Вернувшись в зал, Ри поняла, кто на нее смотрел. С нее не сводил глаз мужчина, сидевший в углу за столиком.
8.
Руль скользил в мокрых от пота руках.
«Со вчерашнего вечера он не возвращался домой». Очень долго Сергеев пытался понять ключевой смысл этой фразы, но лишь смутные, разрозненные обрывки – все, что оставалось в воображении на месте тех слов… Таким чувством страшной тяжести обычно приходит чудовищная потеря либо неизлечимая болезнь. Но страшней всего была неизвестность. Впервые в жизни он столкнулся с чем-то очень страшным и необъяснимым, и хуже всего было предчувствие, что это еще не конец.

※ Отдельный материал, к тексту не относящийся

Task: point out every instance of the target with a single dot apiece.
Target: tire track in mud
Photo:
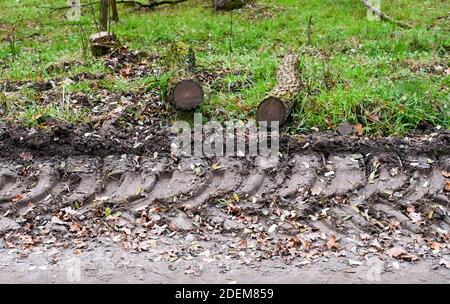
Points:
(339, 193)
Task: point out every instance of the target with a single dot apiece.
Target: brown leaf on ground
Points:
(400, 253)
(395, 252)
(445, 263)
(447, 187)
(331, 243)
(435, 246)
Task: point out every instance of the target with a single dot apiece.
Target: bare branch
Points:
(150, 5)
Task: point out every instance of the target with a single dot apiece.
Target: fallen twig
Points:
(142, 5)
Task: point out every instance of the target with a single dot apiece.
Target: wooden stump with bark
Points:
(228, 5)
(278, 104)
(184, 90)
(103, 43)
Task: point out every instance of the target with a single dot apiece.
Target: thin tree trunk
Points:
(114, 13)
(184, 90)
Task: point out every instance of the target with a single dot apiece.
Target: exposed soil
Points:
(119, 207)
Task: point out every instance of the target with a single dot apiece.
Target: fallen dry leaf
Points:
(435, 246)
(331, 243)
(26, 156)
(445, 262)
(447, 186)
(400, 253)
(395, 252)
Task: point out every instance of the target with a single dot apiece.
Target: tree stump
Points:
(228, 5)
(184, 90)
(278, 104)
(102, 43)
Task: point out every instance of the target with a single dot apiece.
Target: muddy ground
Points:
(79, 204)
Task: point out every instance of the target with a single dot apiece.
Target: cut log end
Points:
(272, 109)
(102, 43)
(187, 94)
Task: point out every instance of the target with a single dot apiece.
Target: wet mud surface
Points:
(331, 209)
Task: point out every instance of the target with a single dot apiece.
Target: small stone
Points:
(7, 224)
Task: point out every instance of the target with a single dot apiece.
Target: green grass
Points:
(354, 70)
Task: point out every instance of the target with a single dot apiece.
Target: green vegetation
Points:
(387, 78)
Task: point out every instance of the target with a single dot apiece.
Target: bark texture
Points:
(102, 43)
(184, 90)
(278, 104)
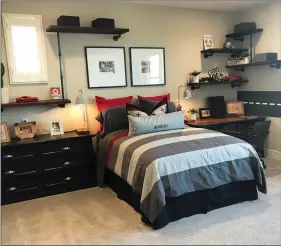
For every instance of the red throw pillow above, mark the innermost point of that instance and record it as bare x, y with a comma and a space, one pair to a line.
156, 98
103, 103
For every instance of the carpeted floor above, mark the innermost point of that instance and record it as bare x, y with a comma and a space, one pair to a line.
96, 216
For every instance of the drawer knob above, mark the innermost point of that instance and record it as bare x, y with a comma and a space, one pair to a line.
11, 188
10, 172
8, 156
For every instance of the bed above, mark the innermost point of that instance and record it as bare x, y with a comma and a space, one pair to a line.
169, 175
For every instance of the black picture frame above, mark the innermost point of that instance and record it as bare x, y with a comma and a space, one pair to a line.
131, 70
87, 64
201, 113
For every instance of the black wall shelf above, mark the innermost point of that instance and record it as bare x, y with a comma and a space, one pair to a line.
210, 52
59, 102
241, 67
240, 35
233, 83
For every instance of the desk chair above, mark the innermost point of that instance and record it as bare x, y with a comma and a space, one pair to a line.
256, 136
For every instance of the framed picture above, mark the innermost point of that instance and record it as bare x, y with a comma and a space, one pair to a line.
56, 128
208, 42
5, 134
25, 130
235, 108
55, 92
204, 113
147, 66
106, 67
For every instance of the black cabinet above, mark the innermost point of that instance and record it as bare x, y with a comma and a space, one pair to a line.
46, 165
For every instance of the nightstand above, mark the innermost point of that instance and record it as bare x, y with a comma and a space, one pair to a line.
47, 165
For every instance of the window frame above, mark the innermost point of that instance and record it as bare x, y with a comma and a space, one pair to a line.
18, 78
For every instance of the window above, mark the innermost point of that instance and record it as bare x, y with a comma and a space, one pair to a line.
25, 48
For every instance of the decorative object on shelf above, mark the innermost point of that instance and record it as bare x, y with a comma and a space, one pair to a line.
215, 74
56, 127
106, 67
195, 77
194, 113
81, 102
204, 113
25, 129
235, 108
147, 66
26, 99
227, 44
55, 93
65, 20
5, 134
186, 94
208, 42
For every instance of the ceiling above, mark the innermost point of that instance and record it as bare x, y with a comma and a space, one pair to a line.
207, 5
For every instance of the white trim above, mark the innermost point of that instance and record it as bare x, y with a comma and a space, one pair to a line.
274, 154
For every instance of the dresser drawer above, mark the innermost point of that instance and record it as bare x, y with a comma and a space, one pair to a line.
19, 166
63, 146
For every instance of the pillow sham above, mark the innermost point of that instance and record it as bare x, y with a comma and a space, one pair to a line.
103, 103
163, 122
159, 108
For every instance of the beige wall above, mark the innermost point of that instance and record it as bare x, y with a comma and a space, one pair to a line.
264, 78
180, 31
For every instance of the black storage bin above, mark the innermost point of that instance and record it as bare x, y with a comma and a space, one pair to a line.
245, 27
65, 20
103, 23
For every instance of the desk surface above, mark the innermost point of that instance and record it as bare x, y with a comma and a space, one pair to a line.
223, 121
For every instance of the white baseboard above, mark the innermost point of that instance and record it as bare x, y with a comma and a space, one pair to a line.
273, 154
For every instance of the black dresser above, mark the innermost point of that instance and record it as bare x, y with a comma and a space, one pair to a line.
46, 165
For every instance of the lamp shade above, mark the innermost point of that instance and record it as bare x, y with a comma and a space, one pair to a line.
187, 93
80, 98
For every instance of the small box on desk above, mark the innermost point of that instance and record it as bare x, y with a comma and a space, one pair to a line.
103, 23
65, 20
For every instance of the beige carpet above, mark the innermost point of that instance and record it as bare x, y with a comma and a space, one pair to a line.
96, 216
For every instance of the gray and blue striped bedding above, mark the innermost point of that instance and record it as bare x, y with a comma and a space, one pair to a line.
172, 163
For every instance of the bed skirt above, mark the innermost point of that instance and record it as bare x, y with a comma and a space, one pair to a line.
198, 202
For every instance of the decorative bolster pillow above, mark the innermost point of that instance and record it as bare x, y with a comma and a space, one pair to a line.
164, 122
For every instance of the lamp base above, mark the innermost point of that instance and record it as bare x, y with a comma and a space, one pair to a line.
82, 132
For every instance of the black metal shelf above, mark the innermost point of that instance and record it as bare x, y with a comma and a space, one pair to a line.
210, 52
233, 83
240, 35
241, 67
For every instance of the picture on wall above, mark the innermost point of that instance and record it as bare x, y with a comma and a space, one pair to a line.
105, 67
147, 66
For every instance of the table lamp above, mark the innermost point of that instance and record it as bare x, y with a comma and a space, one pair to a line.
186, 95
81, 102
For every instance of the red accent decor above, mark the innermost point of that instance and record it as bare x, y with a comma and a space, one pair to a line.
108, 152
103, 103
155, 98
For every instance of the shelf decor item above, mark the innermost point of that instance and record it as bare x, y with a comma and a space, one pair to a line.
195, 77
106, 67
208, 42
194, 113
25, 129
55, 93
81, 102
204, 113
56, 127
147, 66
5, 134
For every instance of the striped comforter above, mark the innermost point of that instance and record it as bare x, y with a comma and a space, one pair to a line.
172, 163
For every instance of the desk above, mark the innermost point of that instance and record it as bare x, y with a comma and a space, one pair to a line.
213, 123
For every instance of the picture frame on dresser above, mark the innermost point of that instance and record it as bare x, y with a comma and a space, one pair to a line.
5, 134
147, 65
106, 67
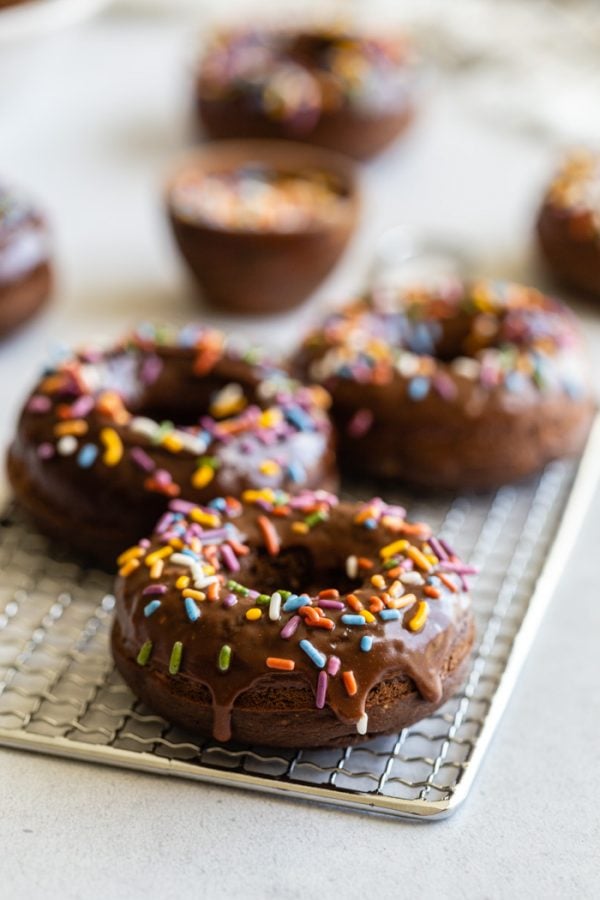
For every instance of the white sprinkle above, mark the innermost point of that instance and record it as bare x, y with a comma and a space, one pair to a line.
275, 607
362, 724
412, 578
352, 567
67, 445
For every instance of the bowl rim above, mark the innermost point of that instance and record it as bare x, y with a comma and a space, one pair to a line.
233, 151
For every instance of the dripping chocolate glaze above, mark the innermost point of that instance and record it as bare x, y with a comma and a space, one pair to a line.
320, 557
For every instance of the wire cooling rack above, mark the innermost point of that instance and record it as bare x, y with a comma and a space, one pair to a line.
60, 693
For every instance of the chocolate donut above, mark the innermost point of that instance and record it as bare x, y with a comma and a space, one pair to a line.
292, 621
568, 225
454, 386
329, 87
25, 274
107, 439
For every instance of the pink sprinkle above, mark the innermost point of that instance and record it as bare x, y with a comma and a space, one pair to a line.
46, 451
333, 665
229, 558
331, 604
321, 690
39, 403
154, 589
360, 423
290, 627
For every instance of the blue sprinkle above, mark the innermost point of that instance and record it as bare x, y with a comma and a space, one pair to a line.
191, 609
418, 388
350, 619
294, 602
87, 455
389, 614
296, 473
313, 654
151, 607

«Со вчерашнего вечера он не возвращался домой». Юрий знал, что такое боль, страх, болезнь, безнадежность, знал на собственном опыте, но впервые ему пришлось понять, что такое беспомощность. Как ни странно, но совершенно в ином свете предстали теперь строчки письма тренера. Тогда, вначале, они показались нелепыми. Теперь – были пугающими. Они звучали так, как будто тренер прекрасно знал, что не вернется этим вечером домой. Так, как будто ему угрожала какая-то опасность. И, доверяя Сергееву больше всех своих учеников, а тем более помня, что накануне он несправедливо его обидел, Валерий Николаевич хотел именно ему все рассказать.
Ехать было легко, но долгая дорога к Дворцу спорта показалась Юрию бесконечной. Подъезжая, он увидел, что на стоянке находится слишком много машин. Непривычно много было и возле самого входа. А потом он увидел то, что ударило его словно током – у входа во Дворец спорта стояли две самые страшные в мире машины: милиции и скорой.

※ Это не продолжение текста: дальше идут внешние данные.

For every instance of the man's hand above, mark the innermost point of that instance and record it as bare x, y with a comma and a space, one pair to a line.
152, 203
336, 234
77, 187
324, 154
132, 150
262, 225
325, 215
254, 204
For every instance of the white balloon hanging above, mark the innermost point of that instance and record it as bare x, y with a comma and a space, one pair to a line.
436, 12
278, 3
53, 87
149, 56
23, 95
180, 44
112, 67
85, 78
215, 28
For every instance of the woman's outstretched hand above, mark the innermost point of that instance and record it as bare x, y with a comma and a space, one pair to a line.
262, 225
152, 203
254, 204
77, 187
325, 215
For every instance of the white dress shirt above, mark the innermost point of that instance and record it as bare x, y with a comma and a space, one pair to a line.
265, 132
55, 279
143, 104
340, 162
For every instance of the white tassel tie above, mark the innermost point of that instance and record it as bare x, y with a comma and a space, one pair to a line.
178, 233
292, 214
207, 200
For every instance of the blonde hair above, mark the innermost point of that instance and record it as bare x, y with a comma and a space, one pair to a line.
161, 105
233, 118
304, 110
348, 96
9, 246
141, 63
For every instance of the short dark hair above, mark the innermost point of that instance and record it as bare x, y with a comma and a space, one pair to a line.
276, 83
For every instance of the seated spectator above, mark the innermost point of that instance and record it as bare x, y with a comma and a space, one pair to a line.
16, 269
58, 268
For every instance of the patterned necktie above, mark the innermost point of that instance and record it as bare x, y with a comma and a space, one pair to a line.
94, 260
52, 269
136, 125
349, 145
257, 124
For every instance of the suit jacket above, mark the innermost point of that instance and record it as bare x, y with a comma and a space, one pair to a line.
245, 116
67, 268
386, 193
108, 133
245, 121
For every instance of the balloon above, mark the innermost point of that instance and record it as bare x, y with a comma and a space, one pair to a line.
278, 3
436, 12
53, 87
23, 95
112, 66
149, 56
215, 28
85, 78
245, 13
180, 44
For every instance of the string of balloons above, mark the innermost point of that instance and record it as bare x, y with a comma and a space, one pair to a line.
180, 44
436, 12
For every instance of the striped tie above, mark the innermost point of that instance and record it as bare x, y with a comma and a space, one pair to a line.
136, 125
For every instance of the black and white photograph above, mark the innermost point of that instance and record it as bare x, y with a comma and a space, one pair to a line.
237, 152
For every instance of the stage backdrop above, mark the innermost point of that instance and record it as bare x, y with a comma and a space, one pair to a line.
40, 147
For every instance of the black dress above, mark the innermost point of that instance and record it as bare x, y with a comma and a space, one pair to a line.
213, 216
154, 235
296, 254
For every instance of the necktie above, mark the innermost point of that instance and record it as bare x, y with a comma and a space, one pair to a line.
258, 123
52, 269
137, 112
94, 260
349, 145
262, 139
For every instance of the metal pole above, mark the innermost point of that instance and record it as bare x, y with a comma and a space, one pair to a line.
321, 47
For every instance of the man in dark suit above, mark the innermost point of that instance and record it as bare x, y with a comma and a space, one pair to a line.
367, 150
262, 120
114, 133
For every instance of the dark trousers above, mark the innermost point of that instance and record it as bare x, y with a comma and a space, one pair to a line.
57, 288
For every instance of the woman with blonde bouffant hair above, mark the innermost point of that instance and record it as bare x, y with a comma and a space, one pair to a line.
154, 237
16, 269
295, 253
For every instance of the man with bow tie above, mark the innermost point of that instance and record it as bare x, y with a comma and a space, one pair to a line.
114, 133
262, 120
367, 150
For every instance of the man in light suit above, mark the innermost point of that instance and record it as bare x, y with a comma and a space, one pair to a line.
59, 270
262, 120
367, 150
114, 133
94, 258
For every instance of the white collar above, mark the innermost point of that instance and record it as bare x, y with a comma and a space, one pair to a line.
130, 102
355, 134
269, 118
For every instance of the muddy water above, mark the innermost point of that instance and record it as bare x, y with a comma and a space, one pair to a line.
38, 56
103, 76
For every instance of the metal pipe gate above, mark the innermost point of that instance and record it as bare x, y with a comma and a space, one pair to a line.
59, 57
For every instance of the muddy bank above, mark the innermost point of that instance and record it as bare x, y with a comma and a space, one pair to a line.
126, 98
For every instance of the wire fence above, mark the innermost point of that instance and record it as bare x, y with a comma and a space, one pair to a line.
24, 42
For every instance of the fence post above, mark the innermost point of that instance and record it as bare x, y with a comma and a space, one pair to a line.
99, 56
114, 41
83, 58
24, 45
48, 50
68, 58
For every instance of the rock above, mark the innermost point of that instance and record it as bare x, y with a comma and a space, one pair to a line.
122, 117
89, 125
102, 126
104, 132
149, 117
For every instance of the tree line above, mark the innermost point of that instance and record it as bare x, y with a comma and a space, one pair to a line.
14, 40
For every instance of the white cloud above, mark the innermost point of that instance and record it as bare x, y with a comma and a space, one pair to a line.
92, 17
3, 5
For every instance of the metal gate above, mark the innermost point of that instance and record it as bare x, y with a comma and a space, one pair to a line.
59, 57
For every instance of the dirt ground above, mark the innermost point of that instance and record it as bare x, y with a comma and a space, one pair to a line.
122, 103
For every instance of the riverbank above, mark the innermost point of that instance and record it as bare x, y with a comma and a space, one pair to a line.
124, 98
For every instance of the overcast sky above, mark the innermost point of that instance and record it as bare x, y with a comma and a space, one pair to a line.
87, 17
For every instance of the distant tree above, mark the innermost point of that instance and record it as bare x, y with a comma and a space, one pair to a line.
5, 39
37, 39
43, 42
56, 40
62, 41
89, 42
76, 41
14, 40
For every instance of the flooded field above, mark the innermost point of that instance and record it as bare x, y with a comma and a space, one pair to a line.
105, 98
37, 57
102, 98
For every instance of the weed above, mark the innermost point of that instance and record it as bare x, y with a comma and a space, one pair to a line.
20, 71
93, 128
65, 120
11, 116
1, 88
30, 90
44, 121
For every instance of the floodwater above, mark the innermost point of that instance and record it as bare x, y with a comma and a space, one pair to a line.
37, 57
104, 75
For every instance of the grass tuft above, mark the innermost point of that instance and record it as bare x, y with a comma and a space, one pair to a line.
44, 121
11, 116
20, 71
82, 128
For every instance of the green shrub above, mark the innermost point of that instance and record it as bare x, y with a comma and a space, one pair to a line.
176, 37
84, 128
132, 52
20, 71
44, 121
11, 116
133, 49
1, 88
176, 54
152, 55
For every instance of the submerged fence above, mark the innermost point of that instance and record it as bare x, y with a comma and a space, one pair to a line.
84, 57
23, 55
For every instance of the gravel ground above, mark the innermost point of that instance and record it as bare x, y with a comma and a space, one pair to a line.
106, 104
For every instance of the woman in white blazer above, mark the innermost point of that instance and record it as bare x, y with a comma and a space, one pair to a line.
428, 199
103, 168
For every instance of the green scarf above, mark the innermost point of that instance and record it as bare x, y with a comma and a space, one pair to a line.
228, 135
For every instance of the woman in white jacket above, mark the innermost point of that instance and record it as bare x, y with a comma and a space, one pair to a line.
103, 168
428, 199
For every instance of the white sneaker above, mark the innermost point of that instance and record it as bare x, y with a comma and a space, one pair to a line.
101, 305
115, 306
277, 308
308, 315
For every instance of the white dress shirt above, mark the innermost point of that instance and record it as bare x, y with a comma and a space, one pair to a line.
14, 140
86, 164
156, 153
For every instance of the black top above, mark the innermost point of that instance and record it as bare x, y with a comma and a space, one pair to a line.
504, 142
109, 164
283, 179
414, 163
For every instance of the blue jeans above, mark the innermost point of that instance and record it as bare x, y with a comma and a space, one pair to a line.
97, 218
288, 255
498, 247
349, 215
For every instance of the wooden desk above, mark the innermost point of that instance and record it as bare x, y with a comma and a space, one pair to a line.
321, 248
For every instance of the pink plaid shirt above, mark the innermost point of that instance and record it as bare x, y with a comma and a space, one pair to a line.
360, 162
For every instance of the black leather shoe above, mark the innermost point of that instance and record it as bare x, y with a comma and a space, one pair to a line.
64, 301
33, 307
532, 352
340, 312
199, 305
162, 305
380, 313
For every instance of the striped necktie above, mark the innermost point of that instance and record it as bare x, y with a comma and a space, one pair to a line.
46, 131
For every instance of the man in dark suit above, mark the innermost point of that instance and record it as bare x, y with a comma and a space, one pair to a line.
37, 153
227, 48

Сергеев быстро выскочил, успев только выдернуть ключ зажигания и кое-как захлопнуть дверь. Не различая дороги, бросился в толпу. Сбоку его подхватили чьи-то руки. Спортсмены, с которыми он тренировался вместе у Валерия Николаевича, стояли возле самого входа, который был перекрыт и оцеплен милицией. На крыльце, во дворе, на всем протяжении стоянки и дальше стояли группки людей: начиная от маленьких детей, которых, очевидно, прямо с тренировки вывели на улицу в спортивных тренировочных костюмах, и заканчивая уборщицами и официантками из бара.

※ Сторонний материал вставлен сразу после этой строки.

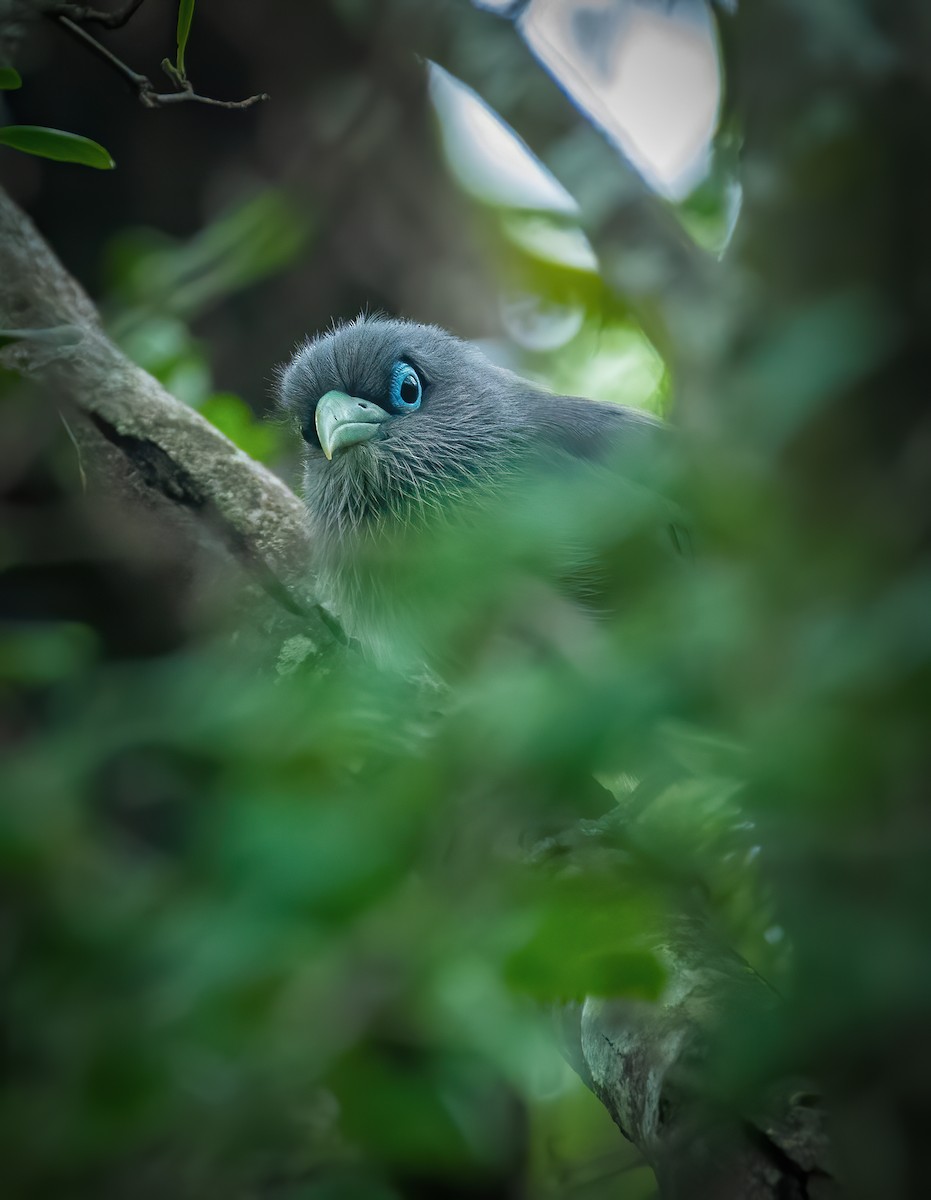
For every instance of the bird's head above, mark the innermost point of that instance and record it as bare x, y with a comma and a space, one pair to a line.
398, 420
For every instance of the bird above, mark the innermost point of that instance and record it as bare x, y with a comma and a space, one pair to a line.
408, 427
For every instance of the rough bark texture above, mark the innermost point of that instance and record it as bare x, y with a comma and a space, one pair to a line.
152, 450
238, 516
655, 1068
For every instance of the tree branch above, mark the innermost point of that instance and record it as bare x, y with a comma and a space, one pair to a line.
172, 461
143, 85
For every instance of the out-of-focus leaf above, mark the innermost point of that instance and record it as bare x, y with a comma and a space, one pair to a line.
56, 144
185, 16
233, 417
41, 654
242, 245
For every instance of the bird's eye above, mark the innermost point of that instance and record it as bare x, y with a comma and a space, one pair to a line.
407, 390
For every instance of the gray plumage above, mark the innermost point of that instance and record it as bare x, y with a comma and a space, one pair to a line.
479, 425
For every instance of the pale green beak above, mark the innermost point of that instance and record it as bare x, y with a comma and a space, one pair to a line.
344, 421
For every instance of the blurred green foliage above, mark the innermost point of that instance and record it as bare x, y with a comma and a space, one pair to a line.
301, 933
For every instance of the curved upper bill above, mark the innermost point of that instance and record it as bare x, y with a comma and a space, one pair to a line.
344, 421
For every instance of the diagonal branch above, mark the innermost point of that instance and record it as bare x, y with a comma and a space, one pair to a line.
175, 463
145, 89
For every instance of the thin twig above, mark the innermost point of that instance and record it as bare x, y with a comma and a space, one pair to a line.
77, 451
138, 81
114, 19
144, 87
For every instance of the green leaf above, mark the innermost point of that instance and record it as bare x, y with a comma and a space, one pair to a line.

– Куда так спешишь? – на Юрия смотрел Виталик, его друг.
– На тренировку. Уже опаздываю.
– Ну, туда ты попадешь не скоро.
– Что-то произошло? Почему милиция не пускает внутрь?
– Ты ничего не знаешь?
– Я же только приехал!
– Тренера нашли в кабинете мертвым. Говорят, сердечный приступ. Случилось это вроде вчера вечером, после занятий. Вызвали скорую и милицию. Ведется следствие.
Сергеев почувствовал, что земля уходит прямо из-под его ног, и мир, расплываясь в круги, исчезает из пределов его зрения. Все кружится и плывет, лица заволакивает какой-то туман, и во всем теле – тяжесть и боль, словно он дрался, не прекращая, целых двадцать четыре часа, словно выдержал самый тяжелый за всю свою жизнь бой.
«Только сегодня, после боя, впервые я понял, насколько мне дорога твоя жизнь. Для каждого настоящего учителя дороги его дети, а ты являешься немного моим ребенком». Слова из записки жгли раскаленным железом. Юрию захотелось кричать. Это неправда, это ложь, он не мог умереть, этот человек, для которого он немножко был сыном.
Они провели вместе пятнадцать лет, пятнадцать долгих лет, которые сделали его совсем другим человеком. Для него слова тренера были важнее всего – и одобрение, и упреки, это был единственный человек, с мнением которого Сергеев считался. «Если мы с тобой вдруг не увидимся, никому в клубе не говори…», «твой тренер и, надеюсь, все еще друг…»
Господи… Молча, с опущенной головой, не замечая вокруг ни машин, ни домов, ни людей, Юрий стоял возле входа во Дворец спорта, а по его щекам катились первые, неожиданные, а потому такие тяжелые слезы. Обернувшись, он встретился с глазами Виталика.
– Тяжело? И мне тяжело. Я сам, как узнал, меня словно обухом по голове ударили. Ему же всего сорок. Он молодой.
– Как это произошло? – Голос Сергеева все еще был хриплым, и он подумал о том, что никто не узнает, как тяжело ему держать себя в руках.
– Известно еще мало, но предположительно было вот как. Вчера вечером у малышей была вечерняя тренировка, ты же знаешь, он вел детские группы. Тренировка закончилась в шесть часов. После нее он поднялся в свой кабинет. Его никто не видел – уборщица уже ушла, а кроме его группы больше никого не было. У бара и дискотеки – другие входы. Ну, а утром пришла уборщица и нашла его в кабинете на полу. Уже мертвым. Позвала охранника, который позвонил на мобильник Масловскому. Тот вызвал милицию и скорую. Из здания всех выгнали. Теперь ждем, что будет дальше.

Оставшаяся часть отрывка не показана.